Now fast forward to present day and Covid is making older MD’s consider retirement rather than pay staff and expenses whilst being slowed further by Covid precautions/protocols. The risk of a subpoena by a trial lawyer, on behalf of employees or patients catching Covid, makes retirement look better. Telemedicine is slower, less accurate, depersonalizes, and devoids the last of the physician patient relationship. Older MD’s are a large proportion of practicing physicians. Covid may be the final coup de grâce if they are financially stable. It is now gotten to the point of being hard for a physician to find a practiced physician, good luck to the lay person.

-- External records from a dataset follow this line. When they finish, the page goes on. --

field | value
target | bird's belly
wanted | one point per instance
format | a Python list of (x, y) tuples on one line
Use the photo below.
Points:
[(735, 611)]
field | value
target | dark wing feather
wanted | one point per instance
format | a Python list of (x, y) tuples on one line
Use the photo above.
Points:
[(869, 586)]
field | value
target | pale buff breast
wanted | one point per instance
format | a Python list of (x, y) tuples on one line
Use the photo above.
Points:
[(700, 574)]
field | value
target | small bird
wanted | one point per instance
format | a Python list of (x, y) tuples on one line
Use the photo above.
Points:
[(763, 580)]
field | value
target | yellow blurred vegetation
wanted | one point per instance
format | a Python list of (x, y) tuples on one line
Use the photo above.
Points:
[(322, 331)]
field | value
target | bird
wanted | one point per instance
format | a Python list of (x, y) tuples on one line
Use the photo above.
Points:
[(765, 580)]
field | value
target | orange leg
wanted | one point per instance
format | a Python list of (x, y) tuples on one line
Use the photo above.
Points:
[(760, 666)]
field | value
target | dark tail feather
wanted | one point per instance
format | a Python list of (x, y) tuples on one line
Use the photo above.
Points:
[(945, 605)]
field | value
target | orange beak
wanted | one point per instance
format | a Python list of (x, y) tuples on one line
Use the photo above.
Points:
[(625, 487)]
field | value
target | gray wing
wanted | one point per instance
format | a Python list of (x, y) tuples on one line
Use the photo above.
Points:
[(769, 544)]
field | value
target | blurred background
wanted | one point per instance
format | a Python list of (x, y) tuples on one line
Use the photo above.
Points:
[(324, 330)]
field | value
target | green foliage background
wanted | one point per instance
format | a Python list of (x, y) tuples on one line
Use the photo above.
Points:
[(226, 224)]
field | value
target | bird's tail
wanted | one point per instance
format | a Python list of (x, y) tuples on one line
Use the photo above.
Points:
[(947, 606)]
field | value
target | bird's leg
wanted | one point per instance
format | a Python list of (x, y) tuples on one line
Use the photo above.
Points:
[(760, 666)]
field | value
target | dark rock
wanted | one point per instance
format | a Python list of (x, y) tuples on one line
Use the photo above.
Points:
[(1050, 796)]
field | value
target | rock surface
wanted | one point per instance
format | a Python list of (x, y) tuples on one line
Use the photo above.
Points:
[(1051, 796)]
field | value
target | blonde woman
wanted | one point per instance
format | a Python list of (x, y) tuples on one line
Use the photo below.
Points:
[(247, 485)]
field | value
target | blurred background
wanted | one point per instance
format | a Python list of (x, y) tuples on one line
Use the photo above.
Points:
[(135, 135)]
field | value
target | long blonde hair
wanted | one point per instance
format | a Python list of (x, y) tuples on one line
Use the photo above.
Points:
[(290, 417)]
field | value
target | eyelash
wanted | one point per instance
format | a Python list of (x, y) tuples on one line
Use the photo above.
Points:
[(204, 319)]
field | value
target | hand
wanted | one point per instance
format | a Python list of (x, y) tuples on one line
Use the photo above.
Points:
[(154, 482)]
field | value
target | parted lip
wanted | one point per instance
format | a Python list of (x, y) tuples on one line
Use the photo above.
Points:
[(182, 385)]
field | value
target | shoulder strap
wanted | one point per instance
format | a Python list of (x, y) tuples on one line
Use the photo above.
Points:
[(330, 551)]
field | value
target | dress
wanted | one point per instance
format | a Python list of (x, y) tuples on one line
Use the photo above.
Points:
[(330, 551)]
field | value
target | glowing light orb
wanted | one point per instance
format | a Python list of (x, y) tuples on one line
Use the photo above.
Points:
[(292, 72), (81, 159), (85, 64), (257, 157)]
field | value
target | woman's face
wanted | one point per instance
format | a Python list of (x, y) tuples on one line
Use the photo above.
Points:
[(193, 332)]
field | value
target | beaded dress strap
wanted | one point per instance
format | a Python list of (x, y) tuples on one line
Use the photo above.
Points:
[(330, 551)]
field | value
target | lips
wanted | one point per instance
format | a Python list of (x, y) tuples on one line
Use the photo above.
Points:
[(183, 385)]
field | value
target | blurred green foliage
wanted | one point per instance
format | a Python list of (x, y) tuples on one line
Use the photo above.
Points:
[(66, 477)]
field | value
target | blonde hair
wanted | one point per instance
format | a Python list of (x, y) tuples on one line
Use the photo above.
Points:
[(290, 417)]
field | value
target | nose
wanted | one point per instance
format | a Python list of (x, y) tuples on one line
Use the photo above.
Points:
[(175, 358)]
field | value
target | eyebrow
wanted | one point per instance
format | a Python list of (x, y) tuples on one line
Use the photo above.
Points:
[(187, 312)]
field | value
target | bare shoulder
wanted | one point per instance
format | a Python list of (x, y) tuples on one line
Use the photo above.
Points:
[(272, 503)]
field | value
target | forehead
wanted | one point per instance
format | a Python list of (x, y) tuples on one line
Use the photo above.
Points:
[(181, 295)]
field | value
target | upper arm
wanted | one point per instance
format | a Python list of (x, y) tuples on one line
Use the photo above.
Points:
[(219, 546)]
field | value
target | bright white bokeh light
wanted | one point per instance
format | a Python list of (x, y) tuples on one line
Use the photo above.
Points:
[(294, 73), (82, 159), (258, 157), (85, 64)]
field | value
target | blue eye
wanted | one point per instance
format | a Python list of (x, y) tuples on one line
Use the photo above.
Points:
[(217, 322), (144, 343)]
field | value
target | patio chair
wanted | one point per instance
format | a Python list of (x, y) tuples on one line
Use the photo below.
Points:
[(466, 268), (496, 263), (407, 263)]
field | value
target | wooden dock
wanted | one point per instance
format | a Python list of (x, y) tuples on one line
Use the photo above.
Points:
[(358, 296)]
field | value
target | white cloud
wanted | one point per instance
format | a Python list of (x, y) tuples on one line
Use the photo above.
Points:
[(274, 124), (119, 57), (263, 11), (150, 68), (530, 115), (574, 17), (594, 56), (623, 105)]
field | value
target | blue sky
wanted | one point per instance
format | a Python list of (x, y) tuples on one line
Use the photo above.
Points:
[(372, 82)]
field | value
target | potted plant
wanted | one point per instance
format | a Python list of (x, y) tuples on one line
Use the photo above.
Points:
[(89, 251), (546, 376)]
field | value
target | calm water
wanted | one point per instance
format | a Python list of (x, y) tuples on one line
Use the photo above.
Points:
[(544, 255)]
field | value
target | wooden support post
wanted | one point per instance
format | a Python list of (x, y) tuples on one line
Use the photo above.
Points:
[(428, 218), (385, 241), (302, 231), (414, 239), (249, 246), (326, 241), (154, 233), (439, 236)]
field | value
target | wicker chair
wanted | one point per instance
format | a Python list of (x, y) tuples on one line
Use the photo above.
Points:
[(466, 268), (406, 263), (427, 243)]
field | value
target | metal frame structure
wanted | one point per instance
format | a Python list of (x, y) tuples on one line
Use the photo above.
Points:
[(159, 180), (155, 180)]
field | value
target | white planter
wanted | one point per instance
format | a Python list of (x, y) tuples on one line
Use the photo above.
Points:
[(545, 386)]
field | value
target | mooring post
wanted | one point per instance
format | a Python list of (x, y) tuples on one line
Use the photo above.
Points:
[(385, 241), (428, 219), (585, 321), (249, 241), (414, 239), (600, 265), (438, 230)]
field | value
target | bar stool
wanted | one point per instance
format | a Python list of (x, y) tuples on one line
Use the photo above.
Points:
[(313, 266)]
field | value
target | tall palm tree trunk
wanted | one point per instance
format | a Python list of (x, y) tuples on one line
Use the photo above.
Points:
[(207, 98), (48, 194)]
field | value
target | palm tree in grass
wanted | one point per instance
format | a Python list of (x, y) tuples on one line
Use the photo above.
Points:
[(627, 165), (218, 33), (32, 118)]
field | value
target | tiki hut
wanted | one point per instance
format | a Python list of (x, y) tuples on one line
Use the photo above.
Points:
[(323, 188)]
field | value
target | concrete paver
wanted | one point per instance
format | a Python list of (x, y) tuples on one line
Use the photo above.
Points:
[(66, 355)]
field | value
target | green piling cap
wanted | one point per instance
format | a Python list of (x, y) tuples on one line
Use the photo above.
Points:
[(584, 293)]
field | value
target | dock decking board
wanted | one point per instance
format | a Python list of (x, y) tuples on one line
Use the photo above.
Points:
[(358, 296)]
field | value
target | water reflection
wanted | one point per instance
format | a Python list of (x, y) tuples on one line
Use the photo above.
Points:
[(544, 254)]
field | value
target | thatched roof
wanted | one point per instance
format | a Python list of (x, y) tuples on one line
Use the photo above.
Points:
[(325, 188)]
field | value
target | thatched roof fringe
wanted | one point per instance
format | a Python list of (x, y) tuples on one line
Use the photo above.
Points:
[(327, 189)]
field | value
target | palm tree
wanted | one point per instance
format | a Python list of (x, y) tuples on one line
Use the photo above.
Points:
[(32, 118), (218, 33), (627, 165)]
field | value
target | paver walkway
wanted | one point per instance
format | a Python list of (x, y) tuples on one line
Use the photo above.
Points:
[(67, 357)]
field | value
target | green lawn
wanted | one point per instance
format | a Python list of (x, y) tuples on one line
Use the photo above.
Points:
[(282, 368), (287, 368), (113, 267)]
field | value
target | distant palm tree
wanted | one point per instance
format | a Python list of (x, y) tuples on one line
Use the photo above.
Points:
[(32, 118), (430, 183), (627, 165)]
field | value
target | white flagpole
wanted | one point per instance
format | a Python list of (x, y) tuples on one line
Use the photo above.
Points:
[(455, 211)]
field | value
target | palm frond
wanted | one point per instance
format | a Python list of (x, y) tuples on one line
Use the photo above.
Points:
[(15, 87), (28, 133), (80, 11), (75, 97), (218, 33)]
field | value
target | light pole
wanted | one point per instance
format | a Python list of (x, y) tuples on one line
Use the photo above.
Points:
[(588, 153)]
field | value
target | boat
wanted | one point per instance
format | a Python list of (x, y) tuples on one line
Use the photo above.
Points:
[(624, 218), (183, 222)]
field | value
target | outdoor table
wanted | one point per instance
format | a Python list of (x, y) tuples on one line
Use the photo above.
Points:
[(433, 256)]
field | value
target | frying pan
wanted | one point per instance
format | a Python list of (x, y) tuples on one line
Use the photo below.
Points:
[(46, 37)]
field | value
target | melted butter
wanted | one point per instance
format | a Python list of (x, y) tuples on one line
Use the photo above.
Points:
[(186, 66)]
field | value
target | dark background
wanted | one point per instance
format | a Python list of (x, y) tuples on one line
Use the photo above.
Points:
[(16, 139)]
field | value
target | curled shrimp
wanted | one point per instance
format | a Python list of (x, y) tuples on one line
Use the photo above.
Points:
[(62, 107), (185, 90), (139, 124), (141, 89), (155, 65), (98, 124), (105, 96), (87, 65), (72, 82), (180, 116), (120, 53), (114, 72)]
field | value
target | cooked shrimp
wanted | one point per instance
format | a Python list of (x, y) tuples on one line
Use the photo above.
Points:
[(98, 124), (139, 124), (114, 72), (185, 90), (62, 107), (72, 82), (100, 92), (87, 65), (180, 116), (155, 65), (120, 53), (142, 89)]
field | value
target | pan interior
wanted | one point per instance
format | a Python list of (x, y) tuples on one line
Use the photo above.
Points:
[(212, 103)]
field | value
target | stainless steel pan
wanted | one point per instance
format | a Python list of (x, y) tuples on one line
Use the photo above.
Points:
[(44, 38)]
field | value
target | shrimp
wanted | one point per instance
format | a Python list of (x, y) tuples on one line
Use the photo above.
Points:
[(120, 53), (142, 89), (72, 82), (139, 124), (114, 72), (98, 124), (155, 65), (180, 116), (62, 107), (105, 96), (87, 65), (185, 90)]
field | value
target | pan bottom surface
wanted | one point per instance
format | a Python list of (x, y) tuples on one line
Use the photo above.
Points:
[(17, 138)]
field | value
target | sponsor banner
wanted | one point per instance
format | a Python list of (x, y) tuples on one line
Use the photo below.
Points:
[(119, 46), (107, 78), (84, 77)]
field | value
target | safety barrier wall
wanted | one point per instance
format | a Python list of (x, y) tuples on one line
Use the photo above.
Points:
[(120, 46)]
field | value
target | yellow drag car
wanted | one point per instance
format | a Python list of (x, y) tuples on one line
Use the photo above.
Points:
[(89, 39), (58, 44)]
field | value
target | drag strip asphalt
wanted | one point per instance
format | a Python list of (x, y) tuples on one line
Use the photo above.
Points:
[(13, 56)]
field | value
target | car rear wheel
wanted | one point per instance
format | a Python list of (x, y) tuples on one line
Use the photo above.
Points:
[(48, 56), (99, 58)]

Socialized medicine will be forthcoming rapidly. Already two thirds of physicians are hospital-employed minions controlled by number-driven men in Italian suits and manicured grooming. In one lifetime, this MD has seen the complete replacement of traditional care to a government-hospital industrial complex with a different “provider” yearly, if not semi-annually. It is impersonal and less beneficial than having a trusted doctor lobbying for you sincerely. Covid is the final nail in the coffin. We will be akin to Canadian and British NHS unless you are wealthy and can afford concierge care from a MD who has bailed from centers for medicare which makes it illegal for the MD or patient to bill for services. By the way, one can not bail from medicare Part-A without risking your social security check.

A strange new medical normal with fewer doctors, greater expense, scarce expensive medicines, and degraded services is on the horizon. Maybe we will still be able to leave our homes without Fauci’s/ E.U./U.N. Covid ID of alleged immunity.